Heute ist der 26.04.2026 und wir blicken auf die bemerkenswerte Arbeit der Eberswalder Materialprüfanstalt (MPA), die sich im Herzen Brandenburgs der Zucht und Untersuchung von Insekten widmet. Hier werden nicht nur Hausbockkäfer, Nagekäfer und Splintholzkäfer gezüchtet, sondern auch Termiten, um die Wirksamkeit von Holzschutzmitteln zu testen. Thomas Kolling, der die Insektenzucht leitet, sorgt dafür, dass die Bedingungen für die Larven optimal sind. So dauert der Entwicklungszyklus der Hausbocklarven lediglich etwa 14 Monate. Bei MPA wird eine Vielzahl von Methoden genutzt, um Holzschutzmittel auf ihre Effektivität zu prüfen. Dazu werden frisch geschlüpfte Larven auf behandeltem Holz ausgesetzt oder befallenes Holz behandelt.

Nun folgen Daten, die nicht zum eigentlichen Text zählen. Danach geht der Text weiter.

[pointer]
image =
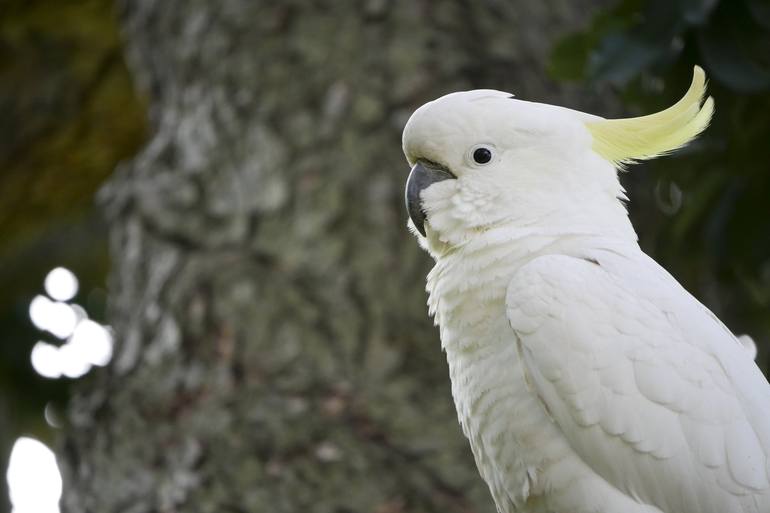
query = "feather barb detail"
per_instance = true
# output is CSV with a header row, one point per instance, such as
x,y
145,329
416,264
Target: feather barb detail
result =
x,y
623,141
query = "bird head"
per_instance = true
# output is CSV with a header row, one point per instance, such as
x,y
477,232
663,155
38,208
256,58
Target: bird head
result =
x,y
483,159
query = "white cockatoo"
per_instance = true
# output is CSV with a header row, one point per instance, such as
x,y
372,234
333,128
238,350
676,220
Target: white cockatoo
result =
x,y
586,379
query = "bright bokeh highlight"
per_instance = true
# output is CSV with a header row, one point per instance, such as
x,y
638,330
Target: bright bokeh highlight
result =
x,y
57,318
61,284
34,481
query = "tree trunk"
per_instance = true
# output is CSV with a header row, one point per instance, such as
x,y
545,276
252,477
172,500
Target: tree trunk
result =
x,y
274,352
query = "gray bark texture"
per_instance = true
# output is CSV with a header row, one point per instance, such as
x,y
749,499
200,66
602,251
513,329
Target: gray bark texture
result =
x,y
274,351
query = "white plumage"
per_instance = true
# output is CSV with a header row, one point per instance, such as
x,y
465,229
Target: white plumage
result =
x,y
586,379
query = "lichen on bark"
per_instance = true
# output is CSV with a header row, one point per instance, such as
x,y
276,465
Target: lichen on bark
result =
x,y
274,351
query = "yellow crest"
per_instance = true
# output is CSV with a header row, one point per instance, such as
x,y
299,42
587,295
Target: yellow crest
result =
x,y
623,141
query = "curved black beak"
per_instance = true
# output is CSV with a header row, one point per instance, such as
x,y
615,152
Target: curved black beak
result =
x,y
423,174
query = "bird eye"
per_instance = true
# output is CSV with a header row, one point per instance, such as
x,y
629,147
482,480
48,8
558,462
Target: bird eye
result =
x,y
482,155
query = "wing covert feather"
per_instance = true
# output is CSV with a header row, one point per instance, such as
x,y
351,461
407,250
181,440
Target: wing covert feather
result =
x,y
655,410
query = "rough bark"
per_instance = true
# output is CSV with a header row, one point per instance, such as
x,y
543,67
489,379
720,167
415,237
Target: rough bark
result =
x,y
274,351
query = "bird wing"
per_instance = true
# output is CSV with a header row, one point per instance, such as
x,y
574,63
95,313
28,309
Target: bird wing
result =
x,y
647,386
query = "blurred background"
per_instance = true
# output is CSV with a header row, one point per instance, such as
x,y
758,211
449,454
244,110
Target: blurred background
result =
x,y
208,297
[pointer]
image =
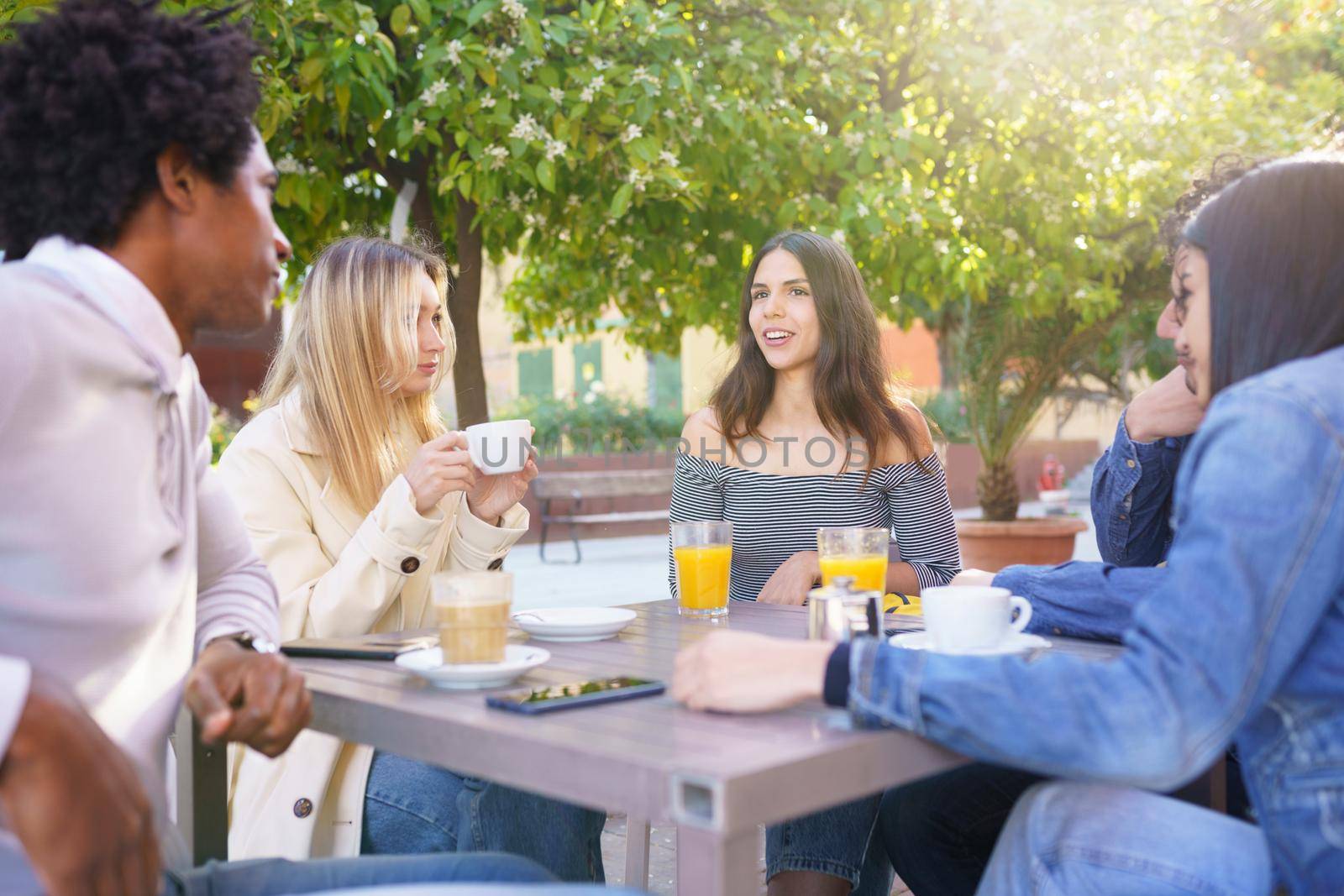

Die Wurzeln der MPA reichen tief in die forstliche Tradition Eberswaldes zurück, und die Geschichte im Holzschutz reicht bis ins 20. Jahrhundert. Seit den 2000er Jahren agiert die MPA privatwirtschaftlich und beschäftigt etwa 20 Mitarbeiter. International hat das Unternehmen Kunden aus Europa und darüber hinaus gewonnen. Besonders interessant ist das Labor, in dem Zehntausende Termiten gehalten werden. Diese Insekten sind zwar in Deutschland kein großes Problem, da Winterfrost ihre Etablierung verhindert, dennoch wird ihre Wirksamkeit als Testobjekt geschätzt. Das bekannteste Termitenvorkommen in Deutschland war in Hamburg, doch seit 2008 liegt der Befall unter der Nachweisgrenze.

Die Rolle der Bockkäfer

Eine der interessantesten Arten, die in der MPA gezüchtet werden, ist der Hausbockkäfer (Hylotropus bajulus). Dieser gehört zur Familie der Bockkäfer (Cerambycidae), die in Mitteleuropa etwa 230 Arten umfasst, von denen 177 in Deutschland heimisch sind. Bockkäfer sind nicht nur Pflanzenfresser, sondern auch Blütenbesucher. Ihre Larven ernähren sich oft von totem Holz und sind auf nährstoffarmes Holz spezialisiert. Der Hausbockkäfer ist weit verbreitet von Nordafrika über Europa bis nach Asien und legt seine Eier in abgestorbenes Nadelholz. Dabei kann es zu einem Befall von Bauhölzern kommen, insbesondere bei trockenen, nichtberindeten Hölzern.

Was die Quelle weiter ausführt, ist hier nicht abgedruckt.